Application Identification via Network Traffic Classification

YAMANSAVASCILAR B., GÜVENSAN M. A., YAVUZ A. G., Karsligil M. E.

International Conference on Computing, Networking and Communications (ICNC), California, Amerika Birleşik Devletleri, 26 - 29 Ocak 2017, ss.843-848, (Tam Metin Bildiri)

Yayın Türü: Bildiri / Tam Metin Bildiri
Doi Numarası: 10.1109/iccnc.2017.7876241
Basıldığı Şehir: California
Basıldığı Ülke: Amerika Birleşik Devletleri
Sayfa Sayıları: ss.843-848
Anahtar Kelimeler: Network Traffic Classification, Application-based, Machine Learning
Yıldız Teknik Üniversitesi Adresli: Evet

Özet

Recent developments in Internet technology have led to an increased importance of network traffic classification. In this study, we used machine-learning methods for the identification of applications using network traffic classification. Contrary to existing studies, which classify applications into categories like FTP, Instant Messaging, etc., we tried to identify popular end-user applications such as Facebook, Twitter, Skype and many more individually. We are motivated by the fact that individual identification of applications is of high importance for network security, QoS enforcement, and trend analysis. For our tests, we used UNB ISCX Network Traffic dataset and our internal dataset, consisting of 14 and 13 well-known applications respectively. In our experiments, we evaluated four classification algorithms, namely J48, Random Forest, k-NN, and Bayes Net. With the complete set of 111 features, k-NN gave the best result for the ISCX Dataset as 93.94% of accuracy using the value of k as 1, and Random Forest gave the best result for the internal dataset as 90.87% of accuracy.
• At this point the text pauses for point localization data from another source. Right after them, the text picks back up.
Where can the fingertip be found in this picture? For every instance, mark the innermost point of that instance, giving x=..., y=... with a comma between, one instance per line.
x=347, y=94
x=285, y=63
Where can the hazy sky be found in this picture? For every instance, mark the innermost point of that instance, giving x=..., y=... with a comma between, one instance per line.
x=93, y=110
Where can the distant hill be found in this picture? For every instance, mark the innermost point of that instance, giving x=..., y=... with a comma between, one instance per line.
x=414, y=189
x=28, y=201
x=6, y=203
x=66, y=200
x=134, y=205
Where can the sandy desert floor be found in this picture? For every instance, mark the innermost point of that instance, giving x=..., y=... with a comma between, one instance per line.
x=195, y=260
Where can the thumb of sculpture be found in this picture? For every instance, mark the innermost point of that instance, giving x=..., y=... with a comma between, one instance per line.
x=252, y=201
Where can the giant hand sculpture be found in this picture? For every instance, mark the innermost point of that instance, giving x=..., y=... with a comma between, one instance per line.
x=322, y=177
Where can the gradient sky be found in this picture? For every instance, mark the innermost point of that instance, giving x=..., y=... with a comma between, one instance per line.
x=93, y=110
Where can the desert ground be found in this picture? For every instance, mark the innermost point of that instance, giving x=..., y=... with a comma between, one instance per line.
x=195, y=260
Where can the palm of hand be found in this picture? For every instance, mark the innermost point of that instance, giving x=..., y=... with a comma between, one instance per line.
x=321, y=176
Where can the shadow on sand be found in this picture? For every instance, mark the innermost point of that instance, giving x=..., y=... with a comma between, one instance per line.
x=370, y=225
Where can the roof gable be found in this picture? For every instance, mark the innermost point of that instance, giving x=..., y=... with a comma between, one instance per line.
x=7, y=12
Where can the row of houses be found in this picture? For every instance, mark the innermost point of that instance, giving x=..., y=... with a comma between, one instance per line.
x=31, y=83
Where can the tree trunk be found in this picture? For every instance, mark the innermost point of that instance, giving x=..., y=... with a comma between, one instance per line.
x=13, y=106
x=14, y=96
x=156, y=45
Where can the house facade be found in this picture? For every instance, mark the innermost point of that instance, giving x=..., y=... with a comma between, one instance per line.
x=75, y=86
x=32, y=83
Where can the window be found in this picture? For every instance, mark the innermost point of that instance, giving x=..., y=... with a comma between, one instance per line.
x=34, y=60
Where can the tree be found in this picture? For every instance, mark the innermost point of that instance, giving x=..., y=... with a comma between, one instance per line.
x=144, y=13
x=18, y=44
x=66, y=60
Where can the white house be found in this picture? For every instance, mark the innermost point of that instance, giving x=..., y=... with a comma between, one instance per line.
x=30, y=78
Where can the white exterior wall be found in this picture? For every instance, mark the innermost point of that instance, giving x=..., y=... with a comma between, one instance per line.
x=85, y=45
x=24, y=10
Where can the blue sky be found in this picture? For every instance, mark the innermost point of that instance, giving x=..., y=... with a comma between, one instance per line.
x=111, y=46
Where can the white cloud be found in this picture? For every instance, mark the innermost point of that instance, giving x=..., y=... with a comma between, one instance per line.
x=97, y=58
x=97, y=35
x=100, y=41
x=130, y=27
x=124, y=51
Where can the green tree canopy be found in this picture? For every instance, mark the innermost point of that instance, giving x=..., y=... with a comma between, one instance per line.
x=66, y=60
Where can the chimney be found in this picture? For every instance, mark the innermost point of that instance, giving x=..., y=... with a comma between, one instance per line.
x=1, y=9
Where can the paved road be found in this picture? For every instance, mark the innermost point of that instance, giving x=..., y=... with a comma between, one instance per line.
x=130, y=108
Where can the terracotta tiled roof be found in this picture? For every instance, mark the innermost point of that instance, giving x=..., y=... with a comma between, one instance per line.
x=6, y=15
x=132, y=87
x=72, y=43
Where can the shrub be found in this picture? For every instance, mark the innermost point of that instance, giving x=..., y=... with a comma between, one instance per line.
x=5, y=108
During the course of this study, the initial numbers of features were successfully reduced to two sets of 12 features specific to each dataset without a compromise to the success. Moreover, we observed a 2% increase in the success rate for the internal dataset. We believe that individual application identification by applying machine-learning methods is a viable solution and currently we are investigating a two-tier approach to make it more resilient to in category confusion.